Sound data is grouped into frames of 256 samples. Each frame is converted into the frequency domain and the most significant (highest-amplitude) frequencies are identified. A number of frequency bands are selected for encoding; the rest are discarded. The bitstream for each frame then encodes which frequency bands are in use and what their amplitudes are. This codec does not take into consideration actual sample rate, and has fixed ratio between input samples amount and output packet size (2 bits per input sample).

== Use in Flash technology ==
On March 4, 2002 Nellymoser Inc. announced that Macromedia licensed Nellymoser's Asao speech and audio compression software to be part of FlashMX and Macromedia Flash Player 6. (Macromedia is now Adobe Systems.) The Nellymoser Asao codec is an integral part of the Flash-plugin since Flash version 6, released in 2003. The codec is optimized for real-time and low-latency encoding of audio. Flash Player clients, when recording audio from a user's microphone, can use the Nellymoser Asao codec. (Flash Player 10 released in 2008 also supports the open source Speex codec.) The sampling rate of the audio capture can be controlled by the Flash programmer to increase and decrease encoding bitrate and quality. Encoding is done on the client host, and compressed data is then sent using Adobe's RTMP protocol to an RTMP server (Flash Media Server, Wowza Media Server).

== Use in other technology ==

At the time of the release of Flash Player 6 in 2003, there was no free or open source software for encoding and decoding Nellymoser audio. Nellymoser Inc. sold a decoder for thousands of US dollars.

In March 2006, Adobe Systems' people posted to Flash Server development newsgroup information about an on-coming new tool for FLV audio (including Nellymoser audio) conversion to MP3/WAV. In July 2006, they announced that they have not been able to release the FLV/MP3 converter due to restrictions in their license agreement with Nellymoser. They found that they could only distribute this tool to be used with licensed copies of Flash Media Server.
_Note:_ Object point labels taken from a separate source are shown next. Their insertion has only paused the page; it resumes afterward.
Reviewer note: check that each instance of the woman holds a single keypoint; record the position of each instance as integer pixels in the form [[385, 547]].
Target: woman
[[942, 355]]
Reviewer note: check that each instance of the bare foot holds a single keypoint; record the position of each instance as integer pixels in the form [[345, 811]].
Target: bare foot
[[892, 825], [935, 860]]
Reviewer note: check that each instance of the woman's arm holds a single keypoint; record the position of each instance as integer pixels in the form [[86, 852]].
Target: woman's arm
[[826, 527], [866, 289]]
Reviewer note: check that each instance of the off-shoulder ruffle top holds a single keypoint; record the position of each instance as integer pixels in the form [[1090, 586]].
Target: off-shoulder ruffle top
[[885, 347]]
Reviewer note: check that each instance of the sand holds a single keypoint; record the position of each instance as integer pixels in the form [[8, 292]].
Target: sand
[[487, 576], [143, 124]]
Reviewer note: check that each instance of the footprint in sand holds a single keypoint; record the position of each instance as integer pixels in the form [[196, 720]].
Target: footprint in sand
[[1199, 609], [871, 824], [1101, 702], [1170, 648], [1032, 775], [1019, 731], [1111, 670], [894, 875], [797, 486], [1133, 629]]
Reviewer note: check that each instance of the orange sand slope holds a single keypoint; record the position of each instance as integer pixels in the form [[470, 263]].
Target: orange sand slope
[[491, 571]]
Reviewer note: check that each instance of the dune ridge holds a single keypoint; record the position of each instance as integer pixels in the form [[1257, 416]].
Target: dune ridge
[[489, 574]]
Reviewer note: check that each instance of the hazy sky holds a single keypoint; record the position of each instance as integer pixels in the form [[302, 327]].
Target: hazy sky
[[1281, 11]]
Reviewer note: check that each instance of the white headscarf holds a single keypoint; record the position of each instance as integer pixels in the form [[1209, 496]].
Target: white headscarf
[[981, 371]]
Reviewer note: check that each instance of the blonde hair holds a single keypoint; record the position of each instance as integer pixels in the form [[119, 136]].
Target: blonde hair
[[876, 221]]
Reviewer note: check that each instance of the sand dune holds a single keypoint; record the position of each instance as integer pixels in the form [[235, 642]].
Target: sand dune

In 2007, a project called "nelly2pcm" was created. In 2008, this project was removed from Google Code in response to a complaint under the U.S. Digital Millennium Copyright Act. There were also some other attempts for creating free Nellymoser decoder. Some apparently use a "wrapper" to force the flash ocx to play audio faster (e.g. 1:4 ratio), which redirects and grabs the audio output (wave) and then encodes it to MP3. This method does not use a licensed Nellymoser codec.

In September 2007, a patch based on "nelly2pcm" was sent to FFmpeg multimedia framework development mailinglist. In October 2007, a patch for decoding Nellymoser audio was added to FFmpeg SVN. As of December 3, 2008, the open source FFmpeg project has encoding and decoding support for the Nellymoser Asao codec. Stable version 0.5, with Nellymoser audio support, released on March 10, 2009.